Memang perih saat perjumpaan harus berakhir karena perpisahan, memang sakit saat tak lagi memiliki karena harus kehilangan. Jika pun harus terisak, terisaklah hanya sekedar untuk mengikhlaskan. Bangkit lagi, tersenyum lagi, begini lah hidup ini, apalagi dunia hanya sandiwara, tak perlu mengiranya sebagai segalanya.
Ketika mata hari muncul di ufuk timur, lalu perlahan meninggi, hingga persis vertikal di atas kepala kita, tapi akhirnya dia tegelincir, lalu tenggelam di langit barat. Atau bintang yang menabur menambah indah langit biru kala mata hari telah hilang dari peraduannya, malam pekat menjadi indah. Tetapi ketika matahari kembali muncul di langit timur, bintang gemintang itu pun sirna. Atau api yang membakar kayu, hingga kayu memerah bara, membumbung tinggi asap putih. Tetapi ketika api padam, tinggallah bara merah itu dengan asap-asap tipis, namun tidak lama setelahnya, asap menghilang dan bara tak lagi memerah, meninggalkan hitam, sebagai petanda api pernah membakar disitu. Atau awan mendung, yang membentur-bentur satu sama lain, menciptakan gemuruh, memercikkan petir, lalu membasah kuyupkan bumi karena muntahan airnya. Namun akhinya sirna, ketika angin berhasil mendorong awan ke atas belahan bumi yang lain, hanya menyisakan lembab di atas tanah bumi.
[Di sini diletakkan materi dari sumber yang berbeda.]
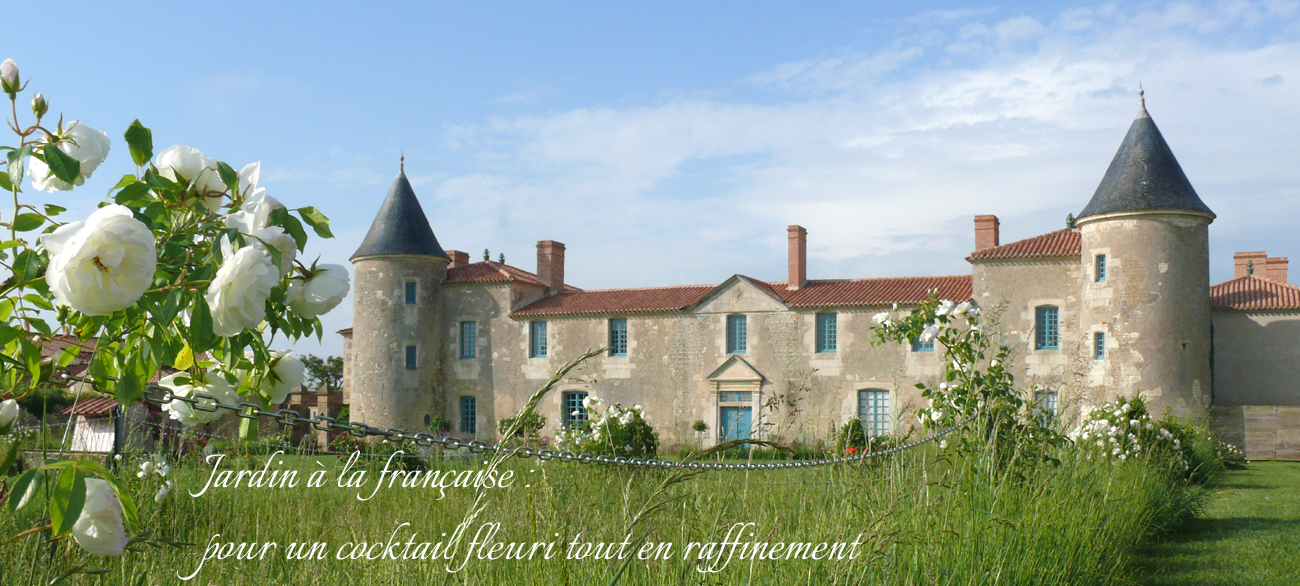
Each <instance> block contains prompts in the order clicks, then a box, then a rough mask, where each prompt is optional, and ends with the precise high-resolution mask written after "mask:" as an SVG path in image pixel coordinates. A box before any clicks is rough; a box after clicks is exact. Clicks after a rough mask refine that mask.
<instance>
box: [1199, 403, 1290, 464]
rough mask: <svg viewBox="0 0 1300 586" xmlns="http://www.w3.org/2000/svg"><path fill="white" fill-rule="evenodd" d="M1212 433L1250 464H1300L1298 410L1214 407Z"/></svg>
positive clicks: (1262, 407) (1244, 406) (1220, 406)
mask: <svg viewBox="0 0 1300 586" xmlns="http://www.w3.org/2000/svg"><path fill="white" fill-rule="evenodd" d="M1212 429H1213V430H1214V434H1216V435H1217V437H1218V438H1219V439H1222V440H1225V442H1229V443H1232V444H1236V446H1240V447H1242V450H1244V451H1245V457H1248V459H1251V460H1288V461H1300V407H1264V405H1216V407H1214V408H1213V409H1212Z"/></svg>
Apakah malam pernah mengutuk siang? atau sebaliknya siang mengutuk malam? pernahkah bintang protes kala sang merah saga sekonyong-konyong mengusir mereka dari langit biru? pernahkah bara mencela api karena pergi menyisakan hitam padanya, padahal bara pernah gagah memerah karena api pernah hinggapinya? atau pernahkah hujan menghardik awan, karena berhenti melepasnya ke bumi saat dia tengah asik bercengkerama ria dengan tanah atau dedaunan dan atap rumah manusia? atau pernahkah awan memarahi angin, karena mengusirnya saat tengah melepaskan hujan ke bumi? Mereka tak serapuh manusia-manusia yang tak pernah bersyukur atas perjumpaan dan kesempatan memiliki. Mungkin saja mereka bahkan tertawa riang, karena pernah diberi kesempatan menunaikan tugasnya masing-masing, hingga lupa bahwa baru saja mereka dipaksa berhenti menunaikan tugasnya. Rupanya mereka tengah mendidik kita, bahwa bgitulah siklus hidup ini, semua harus berganti, semua harus berputar, yang datang harus kembali, yang dekat akan menjauh, yang terpegang akan terlepas, tak ada yang akan selamanya.
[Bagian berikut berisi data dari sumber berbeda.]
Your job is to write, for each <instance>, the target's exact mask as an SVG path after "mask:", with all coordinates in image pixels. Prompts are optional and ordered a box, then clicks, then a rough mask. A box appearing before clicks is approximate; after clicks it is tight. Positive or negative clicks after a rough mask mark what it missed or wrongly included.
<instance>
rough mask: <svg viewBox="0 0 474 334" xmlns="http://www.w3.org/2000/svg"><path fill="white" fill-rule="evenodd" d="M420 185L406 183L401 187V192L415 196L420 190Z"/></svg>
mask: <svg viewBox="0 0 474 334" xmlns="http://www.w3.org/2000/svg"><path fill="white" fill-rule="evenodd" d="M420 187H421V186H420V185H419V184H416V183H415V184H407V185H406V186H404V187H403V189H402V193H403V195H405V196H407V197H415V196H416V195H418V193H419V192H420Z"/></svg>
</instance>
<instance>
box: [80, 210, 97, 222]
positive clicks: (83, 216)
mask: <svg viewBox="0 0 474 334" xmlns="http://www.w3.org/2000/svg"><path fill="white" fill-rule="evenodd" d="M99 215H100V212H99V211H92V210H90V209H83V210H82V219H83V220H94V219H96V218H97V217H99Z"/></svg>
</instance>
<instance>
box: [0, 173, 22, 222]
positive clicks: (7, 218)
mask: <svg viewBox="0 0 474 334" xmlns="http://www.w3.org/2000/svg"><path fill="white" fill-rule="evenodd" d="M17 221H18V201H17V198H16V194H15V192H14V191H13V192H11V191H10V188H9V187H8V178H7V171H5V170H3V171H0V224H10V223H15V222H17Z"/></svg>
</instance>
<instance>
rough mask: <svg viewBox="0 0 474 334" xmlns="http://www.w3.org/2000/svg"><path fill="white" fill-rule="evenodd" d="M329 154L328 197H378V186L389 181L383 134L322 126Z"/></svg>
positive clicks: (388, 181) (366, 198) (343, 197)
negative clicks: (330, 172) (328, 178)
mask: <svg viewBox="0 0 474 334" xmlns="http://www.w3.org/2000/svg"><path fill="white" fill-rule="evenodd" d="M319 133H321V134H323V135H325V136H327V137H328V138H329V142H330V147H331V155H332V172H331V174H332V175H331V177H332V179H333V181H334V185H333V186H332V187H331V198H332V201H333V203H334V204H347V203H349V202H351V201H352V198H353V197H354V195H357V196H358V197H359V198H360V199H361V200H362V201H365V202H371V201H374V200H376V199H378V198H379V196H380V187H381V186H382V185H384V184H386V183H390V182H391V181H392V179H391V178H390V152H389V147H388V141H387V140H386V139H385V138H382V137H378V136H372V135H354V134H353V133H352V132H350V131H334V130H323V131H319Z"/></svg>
Memang perih saat perjumpaan harus berakhir karena perpisahan, memang sakit saat tak lagi memiliki karena harus kehilangan. Jika pun harus terisak, terisaklah hanya sekedar untuk mengikhlaskan. Bangkit lagi, tersenyum lagi, begini lah hidup ini, apalagi dunia hanya sandiwara, tak perlu mengiranya sebagai segalanya.